In fact, the ArrayList was specifically designed to replace the low-level array construct in most contexts. If Java was being designed today, it's entirely possible that arrays would have been left out altogether in favor of the ArrayList construct.
Since arrays keep all the data in a contiguous chunk of memory (unlike Lists), would the use of an array to store thousands of strings cause problems ?

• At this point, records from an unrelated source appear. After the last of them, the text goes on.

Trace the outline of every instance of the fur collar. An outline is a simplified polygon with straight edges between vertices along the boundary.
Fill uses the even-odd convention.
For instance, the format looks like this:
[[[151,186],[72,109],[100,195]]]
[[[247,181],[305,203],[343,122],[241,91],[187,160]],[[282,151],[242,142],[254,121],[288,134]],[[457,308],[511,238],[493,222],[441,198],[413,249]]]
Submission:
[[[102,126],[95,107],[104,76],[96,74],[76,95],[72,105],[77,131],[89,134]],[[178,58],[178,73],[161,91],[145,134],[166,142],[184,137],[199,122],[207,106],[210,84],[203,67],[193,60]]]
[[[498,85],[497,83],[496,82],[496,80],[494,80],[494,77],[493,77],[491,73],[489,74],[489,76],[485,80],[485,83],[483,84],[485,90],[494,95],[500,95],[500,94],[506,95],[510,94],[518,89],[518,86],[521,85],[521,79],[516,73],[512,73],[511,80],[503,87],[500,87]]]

In Java, all collections store only references to objects, not the objects themselves. Both arrays and ArrayList will store a few thousand references in a contiguous array, so they are essentially identical. You can consider that a contiguous block of a few thousand 32-bit references will always be readily available on modern hardware. This does not guarantee that you will not run out of memory altogether, of course, just that the contiguous block of memory requirement is not difficult to fufil.
Any performance difference will be negligible, especially if you initialize your arraylist with an initialCapacity. Write your code in whatever way makes it the most readable and maintainable, and try not to optimize stuff like this unless you've determined through testing that you are getting a significant performance hit from it.
Potential reasons to use ArrayList:
- useful methods (
contains, etc.) - implements
Iterable,Collection, andList, and can therefore be used in a lot of API calls that are interface-based. - even though you currently "know" that your collection's size can never change, life throws unexpected requirements at us. Why lock yourself into a pattern when there's no discernible advantage to be gained?
ArrayList gives you many features a raw array does not have. If you know the number of elements you can create an ArrayList of that size.
new ArrayList<String>(100);
If you are worrying about the difference in speed between an ArrayList and an array, you are worrying about the wrong thing. It is highly unlikely to be the bottleneck in your code. If it is, there is almost certainly a better answer than changing to an array.
Don't succumb to premature optimization. It'll wreak havoc on your code. Most things don't matter, only a few things do. You can only find those few things by profiling your code. Trying to make every part fast is a very ineffective way of making the whole fast. Keeping a clean, simple design is much more effective. That will give you the necessary seams for introducing optimizations in the one or two places they're actually needed.